(Photo by Susan Marquez)
- Hurt was an unsung hero of both folk and blues music, with a distinctive self-taught three-finger picking style.
There was a full house at the Mississippi Arts & Entertainment Experience (also known as The MAX) in Meridian last week for the opening night of the week-long Jimmie Rodgers Music Festival. The evening of music featured a screening of a full-length documentary on bluesman Mississippi John Hurt, a Carroll County native who inspired artists around the world. The film, A Man Called Hurt: The Life and Music of Mississippi John Hurt, was a partnership with the Jimmie Rodgers Festival and the John Hurt Foundation and accompanied the MAX’s latest exhibit, Mississippi John Hurt: Legend of Avalon.

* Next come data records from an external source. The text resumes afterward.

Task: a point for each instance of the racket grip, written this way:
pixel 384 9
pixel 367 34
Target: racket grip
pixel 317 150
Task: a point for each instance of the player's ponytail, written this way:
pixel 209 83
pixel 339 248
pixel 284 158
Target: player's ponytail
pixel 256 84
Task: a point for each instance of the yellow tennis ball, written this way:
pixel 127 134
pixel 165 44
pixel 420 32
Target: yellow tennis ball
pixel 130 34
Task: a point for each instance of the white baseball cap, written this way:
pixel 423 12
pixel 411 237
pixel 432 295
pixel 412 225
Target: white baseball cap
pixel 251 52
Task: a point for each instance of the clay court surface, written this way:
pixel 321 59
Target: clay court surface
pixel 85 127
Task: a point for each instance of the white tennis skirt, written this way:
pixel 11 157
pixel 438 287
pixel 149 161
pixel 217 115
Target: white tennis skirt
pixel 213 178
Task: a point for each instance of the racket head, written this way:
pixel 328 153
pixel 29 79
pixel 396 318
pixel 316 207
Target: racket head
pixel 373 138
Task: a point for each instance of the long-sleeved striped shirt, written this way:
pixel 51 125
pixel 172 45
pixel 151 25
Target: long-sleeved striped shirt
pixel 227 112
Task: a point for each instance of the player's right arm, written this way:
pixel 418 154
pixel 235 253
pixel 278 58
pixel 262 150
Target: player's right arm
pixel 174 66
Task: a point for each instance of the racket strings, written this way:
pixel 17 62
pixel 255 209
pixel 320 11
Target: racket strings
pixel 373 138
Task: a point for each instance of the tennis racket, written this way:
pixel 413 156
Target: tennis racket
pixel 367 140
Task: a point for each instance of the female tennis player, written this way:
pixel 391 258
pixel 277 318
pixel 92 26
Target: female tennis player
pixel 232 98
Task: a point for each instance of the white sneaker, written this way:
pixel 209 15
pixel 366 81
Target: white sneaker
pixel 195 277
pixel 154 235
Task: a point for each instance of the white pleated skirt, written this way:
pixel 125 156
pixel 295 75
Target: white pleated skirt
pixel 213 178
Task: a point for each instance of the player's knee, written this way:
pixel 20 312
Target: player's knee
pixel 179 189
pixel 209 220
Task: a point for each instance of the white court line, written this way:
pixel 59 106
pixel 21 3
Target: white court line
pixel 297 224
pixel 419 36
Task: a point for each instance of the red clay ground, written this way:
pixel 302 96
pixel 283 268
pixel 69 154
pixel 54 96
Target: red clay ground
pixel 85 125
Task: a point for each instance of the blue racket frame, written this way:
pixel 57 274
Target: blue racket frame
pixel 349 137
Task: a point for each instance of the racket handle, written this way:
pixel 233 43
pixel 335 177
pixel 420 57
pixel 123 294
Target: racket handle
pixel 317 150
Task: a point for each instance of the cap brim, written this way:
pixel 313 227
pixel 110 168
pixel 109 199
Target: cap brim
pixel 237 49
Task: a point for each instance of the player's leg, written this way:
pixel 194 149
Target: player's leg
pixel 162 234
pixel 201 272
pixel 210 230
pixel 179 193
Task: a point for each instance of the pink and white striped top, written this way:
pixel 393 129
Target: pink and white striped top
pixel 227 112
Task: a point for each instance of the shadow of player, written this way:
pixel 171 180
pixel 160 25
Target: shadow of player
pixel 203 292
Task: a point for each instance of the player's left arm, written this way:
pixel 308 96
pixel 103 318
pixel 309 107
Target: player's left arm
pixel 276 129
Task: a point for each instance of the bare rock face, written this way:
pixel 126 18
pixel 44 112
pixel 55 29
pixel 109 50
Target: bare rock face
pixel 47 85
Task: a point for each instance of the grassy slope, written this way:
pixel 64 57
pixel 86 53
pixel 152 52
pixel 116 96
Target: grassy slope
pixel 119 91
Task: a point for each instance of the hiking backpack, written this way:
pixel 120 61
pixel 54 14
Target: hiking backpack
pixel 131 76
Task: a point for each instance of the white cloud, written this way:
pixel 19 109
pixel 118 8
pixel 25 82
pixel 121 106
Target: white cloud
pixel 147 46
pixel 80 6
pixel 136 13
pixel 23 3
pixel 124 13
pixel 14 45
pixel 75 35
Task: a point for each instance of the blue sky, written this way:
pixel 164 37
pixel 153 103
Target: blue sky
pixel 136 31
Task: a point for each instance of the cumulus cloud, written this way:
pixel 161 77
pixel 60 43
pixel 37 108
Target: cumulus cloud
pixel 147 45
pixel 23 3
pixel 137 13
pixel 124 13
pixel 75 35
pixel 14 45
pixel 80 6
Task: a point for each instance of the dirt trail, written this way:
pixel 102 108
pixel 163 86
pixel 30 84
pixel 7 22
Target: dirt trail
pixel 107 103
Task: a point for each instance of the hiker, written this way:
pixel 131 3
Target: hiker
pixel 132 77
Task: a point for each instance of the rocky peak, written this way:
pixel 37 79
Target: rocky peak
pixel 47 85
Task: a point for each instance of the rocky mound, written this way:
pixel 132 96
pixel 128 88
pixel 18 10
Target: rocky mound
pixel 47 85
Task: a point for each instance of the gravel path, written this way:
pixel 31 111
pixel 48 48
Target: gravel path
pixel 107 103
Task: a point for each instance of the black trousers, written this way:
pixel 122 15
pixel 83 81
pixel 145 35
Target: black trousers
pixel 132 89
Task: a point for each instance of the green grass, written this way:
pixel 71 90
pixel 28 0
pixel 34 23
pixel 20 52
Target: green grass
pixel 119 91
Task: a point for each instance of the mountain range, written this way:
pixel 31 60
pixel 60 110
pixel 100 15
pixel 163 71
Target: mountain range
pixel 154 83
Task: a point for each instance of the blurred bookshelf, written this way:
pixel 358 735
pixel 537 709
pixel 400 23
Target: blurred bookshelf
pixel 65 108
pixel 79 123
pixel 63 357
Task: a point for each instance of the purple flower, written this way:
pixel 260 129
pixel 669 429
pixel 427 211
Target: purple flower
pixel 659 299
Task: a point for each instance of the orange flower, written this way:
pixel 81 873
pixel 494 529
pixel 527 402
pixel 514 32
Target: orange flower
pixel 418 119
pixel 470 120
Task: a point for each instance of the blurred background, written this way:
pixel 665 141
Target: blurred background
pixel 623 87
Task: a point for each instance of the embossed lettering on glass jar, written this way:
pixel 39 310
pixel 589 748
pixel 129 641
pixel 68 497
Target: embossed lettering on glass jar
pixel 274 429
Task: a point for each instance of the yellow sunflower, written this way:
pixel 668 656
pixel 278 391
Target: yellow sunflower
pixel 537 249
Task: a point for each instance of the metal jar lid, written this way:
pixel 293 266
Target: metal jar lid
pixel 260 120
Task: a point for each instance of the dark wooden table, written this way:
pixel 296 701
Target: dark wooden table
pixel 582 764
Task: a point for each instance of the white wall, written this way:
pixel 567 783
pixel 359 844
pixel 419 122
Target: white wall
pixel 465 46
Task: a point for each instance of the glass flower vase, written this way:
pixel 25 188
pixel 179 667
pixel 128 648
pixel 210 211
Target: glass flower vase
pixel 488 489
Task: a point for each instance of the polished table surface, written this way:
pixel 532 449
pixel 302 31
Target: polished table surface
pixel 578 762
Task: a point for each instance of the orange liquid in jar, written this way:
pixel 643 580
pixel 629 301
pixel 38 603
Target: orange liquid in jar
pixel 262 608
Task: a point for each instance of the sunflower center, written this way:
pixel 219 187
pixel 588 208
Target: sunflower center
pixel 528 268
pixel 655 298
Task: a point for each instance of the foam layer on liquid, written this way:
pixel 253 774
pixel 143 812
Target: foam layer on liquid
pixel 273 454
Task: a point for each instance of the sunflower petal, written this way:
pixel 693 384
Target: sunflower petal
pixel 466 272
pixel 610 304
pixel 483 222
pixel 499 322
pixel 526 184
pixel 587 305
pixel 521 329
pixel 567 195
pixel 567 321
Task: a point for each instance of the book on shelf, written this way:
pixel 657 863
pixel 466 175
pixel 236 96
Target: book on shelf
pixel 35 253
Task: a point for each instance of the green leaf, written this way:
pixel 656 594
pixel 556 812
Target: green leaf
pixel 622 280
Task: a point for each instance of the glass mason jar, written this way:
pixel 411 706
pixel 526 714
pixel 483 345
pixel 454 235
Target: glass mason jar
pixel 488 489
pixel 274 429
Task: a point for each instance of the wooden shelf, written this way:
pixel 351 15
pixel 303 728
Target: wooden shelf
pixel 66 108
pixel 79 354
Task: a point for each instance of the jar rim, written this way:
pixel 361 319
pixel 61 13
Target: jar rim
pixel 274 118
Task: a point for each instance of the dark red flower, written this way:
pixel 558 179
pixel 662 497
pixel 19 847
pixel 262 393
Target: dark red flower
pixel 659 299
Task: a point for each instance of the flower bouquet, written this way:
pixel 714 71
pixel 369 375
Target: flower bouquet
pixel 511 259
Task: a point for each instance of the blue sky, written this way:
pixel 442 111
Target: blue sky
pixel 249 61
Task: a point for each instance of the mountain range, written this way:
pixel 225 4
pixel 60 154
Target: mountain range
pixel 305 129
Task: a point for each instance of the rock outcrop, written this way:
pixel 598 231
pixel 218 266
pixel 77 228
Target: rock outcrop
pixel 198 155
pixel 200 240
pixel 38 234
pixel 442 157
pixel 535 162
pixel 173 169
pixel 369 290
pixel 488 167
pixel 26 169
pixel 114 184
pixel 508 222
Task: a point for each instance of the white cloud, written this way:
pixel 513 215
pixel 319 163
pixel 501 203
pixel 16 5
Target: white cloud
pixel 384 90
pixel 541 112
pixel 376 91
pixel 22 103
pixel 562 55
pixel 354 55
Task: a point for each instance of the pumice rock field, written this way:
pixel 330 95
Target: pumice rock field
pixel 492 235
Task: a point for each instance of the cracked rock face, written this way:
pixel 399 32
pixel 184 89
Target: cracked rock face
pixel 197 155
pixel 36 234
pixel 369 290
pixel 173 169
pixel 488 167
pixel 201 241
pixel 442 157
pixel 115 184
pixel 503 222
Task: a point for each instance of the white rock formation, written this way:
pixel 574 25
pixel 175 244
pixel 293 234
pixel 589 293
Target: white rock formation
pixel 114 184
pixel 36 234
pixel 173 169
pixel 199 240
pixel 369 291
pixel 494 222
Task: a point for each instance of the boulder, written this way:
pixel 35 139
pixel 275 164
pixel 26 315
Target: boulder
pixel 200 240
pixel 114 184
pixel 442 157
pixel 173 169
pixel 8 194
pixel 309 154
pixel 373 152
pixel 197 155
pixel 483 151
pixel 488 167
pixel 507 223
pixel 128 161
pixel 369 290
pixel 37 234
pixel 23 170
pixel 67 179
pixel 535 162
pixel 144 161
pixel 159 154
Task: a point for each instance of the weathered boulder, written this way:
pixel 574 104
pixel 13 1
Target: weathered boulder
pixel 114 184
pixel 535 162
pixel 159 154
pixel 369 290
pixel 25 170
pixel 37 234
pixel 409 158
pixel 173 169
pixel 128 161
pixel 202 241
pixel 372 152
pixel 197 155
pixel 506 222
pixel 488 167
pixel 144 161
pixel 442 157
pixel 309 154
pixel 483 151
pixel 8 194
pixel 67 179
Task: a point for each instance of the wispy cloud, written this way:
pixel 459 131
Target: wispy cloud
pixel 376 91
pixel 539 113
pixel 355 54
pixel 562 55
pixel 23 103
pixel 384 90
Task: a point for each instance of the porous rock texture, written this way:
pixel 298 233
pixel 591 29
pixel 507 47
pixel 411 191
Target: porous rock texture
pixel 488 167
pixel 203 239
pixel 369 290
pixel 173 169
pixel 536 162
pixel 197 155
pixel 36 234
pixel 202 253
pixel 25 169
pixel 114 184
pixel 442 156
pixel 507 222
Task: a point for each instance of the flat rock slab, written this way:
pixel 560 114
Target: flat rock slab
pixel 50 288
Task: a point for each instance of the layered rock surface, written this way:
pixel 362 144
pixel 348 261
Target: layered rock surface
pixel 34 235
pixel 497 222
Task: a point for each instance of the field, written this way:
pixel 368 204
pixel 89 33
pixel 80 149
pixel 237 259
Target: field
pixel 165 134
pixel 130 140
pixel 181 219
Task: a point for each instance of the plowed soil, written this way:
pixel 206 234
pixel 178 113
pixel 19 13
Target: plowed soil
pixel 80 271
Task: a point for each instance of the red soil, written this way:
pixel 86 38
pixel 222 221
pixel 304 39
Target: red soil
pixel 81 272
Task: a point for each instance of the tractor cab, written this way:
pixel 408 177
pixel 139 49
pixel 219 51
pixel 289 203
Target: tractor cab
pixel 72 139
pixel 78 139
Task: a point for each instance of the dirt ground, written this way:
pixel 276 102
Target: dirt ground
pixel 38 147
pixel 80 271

Hurt was an unsung hero of both folk and blues music, with a distinctive self-taught three-finger picking style. His music impacted blues and folk musicians, including Bob Dylan, Taj Mahal, Jerry Garcia, and John Sebastian of The Lovin’ Spoonful, a band that named itself after a John Hurt tune.
In 2023, Rolling Stone magazine included Hurt on its list of Greatest Singers of All Time. After being discovered by Okeh Records in 1928, Hurt went to New York and recorded six albums. He returned home to Avalon to await more work, but it would be 35 years before he was “rediscovered” in 1963, when he moved to Washington, D.C. and became the center of the folk movement, performing for thousands of fans at folk festivals around the country.
For three years, Hurt performed extensively—spreading Mississippi culture at colleges, concert halls, and coffeehouses, in appearances on The Tonight Show, Pete Seeger’s show, Rainbow Quest, and featured in TIME magazine. Although he only spent a short time in the spotlight before his death, Mississippi John Hurt’s impact on American music is so important that it has been preserved in perpetuity at the Library of Congress.
A Man Called Hurt chronicles the life and influence of Mississippi John Hurt on the music world. The film also reaches beyond his musical impact and explores his humanity through relationships. The film illustrates the importance of John Hurt’s legacy through touching interviews with Hurt’s family and admirers like Happy Traum, Guy Davis, Dom Flemons, and others, while demonstrating the need to protect endangered landmarks and cultural heritage.
In 1997, the Mississippi John Hurt Foundation was established to preserve his Carroll County home as a museum. Hurt’s family moved to the humble three-room shotgun house in Avalon in 1837. Over the years, it became a gathering place for fans who make the pilgrimage for the annual Mississippi John Hurt Music Festival.
On February 20, 2024, the Mississippi John Hurt Museum was named a national landmark. The next day, it mysteriously burned to the ground, along with nearly every remnant of this iconic musician. The items on display at The MAX represent nearly everything that survived, including the hat that John Hurt always wore while performing.
A Q&A session was held after the screening with the filmmakers and producer, Paul West, along with John Hurt’s granddaughter, Mary Frances Hurt.
Blues scholar Scott Barretta said, “Mississippi John Hurt was, like Jimmie Rodgers, a master of various musical styles. His respect for the music of Jimmie Rodgers was reflected in his use of the melody of Waiting for a Train for his own Let the Mermaids Flirt with Me, and I have no doubt that Rodgers enjoyed Hurt’s contemporary records.”
A performance by the legendary Jimmy “Duck” Holmes closed Monday night’s event. The Grammy-nominated artist is the last of the original torchbearers of Bentonia blues, cofounder of the Bentonia Blues Festival, and proprietor of the famous Blue Front Café—the oldest surviving juke joint in Mississippi.